Eccles, der sich wie kein anderer Hirnforscher mit der Architektur, der Feinstruktur und der Funktion des Zentralnervensystems beschäftigt hat, sah im reiferen Alter keine Perspektive mehr, psychologische Phänomene mit neurophysiologischen Prozessen zu erklären.

Was ist Bewusstsein? Was ist Aufmerksamkeit? Immer noch wollen die Hirnphysiologen diese Fragen mit neuronalen Prozessen erklären. In der letzten Dekade des zwanzigsten Jahrhunderts, der Dekade der Hirnforschung, war man fest entschlossen, das Bewusstseinsproblem zu lösen – vergeblich.

Eccles hatte die Absurdität dieser Versuche bereits erkannt. Zur Erklärung des Bewusstseins und ganz schlichter Wahrnehmungsprozesse sah er sich genötigt, eine immaterielle Sphäre zu postulieren, aus der heraus der materielle Organismus gesteuert wird.

Hohn und Spott der Fachkollegen hielt sich in Grenzen, weil der Nobelpreisträger von einem prominenten Philosophen und Wissenschaftstheoretiker unterstützt wurde, von Sir Karl Popper. Popper unterscheidet drei Welten. „Welt eins“, die materielle Welt, sie enthält die unbelebte und belebte Materie, dazu gehört das Gehirn. „Welt zwei“ ist die Dimension des Bewusstseins und aller Formen des subjektiven Erlebens. „Welt drei“ ist die Zone des Wissens der Menschheit, materiell gespeichert in Bibliotheken und in modernen elektronischen Speichermedien.

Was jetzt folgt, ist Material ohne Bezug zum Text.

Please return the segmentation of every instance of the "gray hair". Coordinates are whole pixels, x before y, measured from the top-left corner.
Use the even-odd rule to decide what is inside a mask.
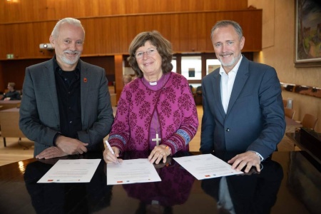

„Welt zwei“, das ist Eccles' immaterielle Sphäre des „sich selbst bewussten Geistes“, der das materielle Gehirn steuert. Der Geist benutzt das Gehirn als Instrument. Eine musikalische Metapher bietet sich an: Der Geist ist der Pianist, das Gehirn das Klavier. Wenn man davon ausgeht, dass es eine übergeordnete außerkörperliche Instanz gibt, muss man die materialistisch-naturwissenschaftliche Vorstellung des individuellen Todes hinterfragen. Eccles: „Was geschieht beim Tode? Dann hört jegliche Hirntätigkeit für immer auf. Der sich seiner selbst bewusste Geist, der in gewissem Sinne eine autonome Existenz innerhalb von 'Welt zwei' geführt hat, stellt fest, dass das Gehirn, das von ihm so wirksam und erfolgreich ein ganzes Leben hindurch abgetastet, sondiert und kontrolliert worden ist, überhaupt keine Botschaften mehr gibt.“

Wenn man die Theorie einer außerkörperlichen Dimension des Individuums weiter verfolgt, bekommen mehrere seltsame Phänomene eine überraschende Bedeutung: die Aphasie, die retrograde Amnesie, die relative Stabilität des Altgedächtnisses bei seniler Demenz, das Tourette-Syndrom, das Landau-Kleffner-Syndrom, die Schizophrenie und seltsame Veränderungen der Persönlichkeit, was im weiteren Verlauf des Buches zu beweisen ist.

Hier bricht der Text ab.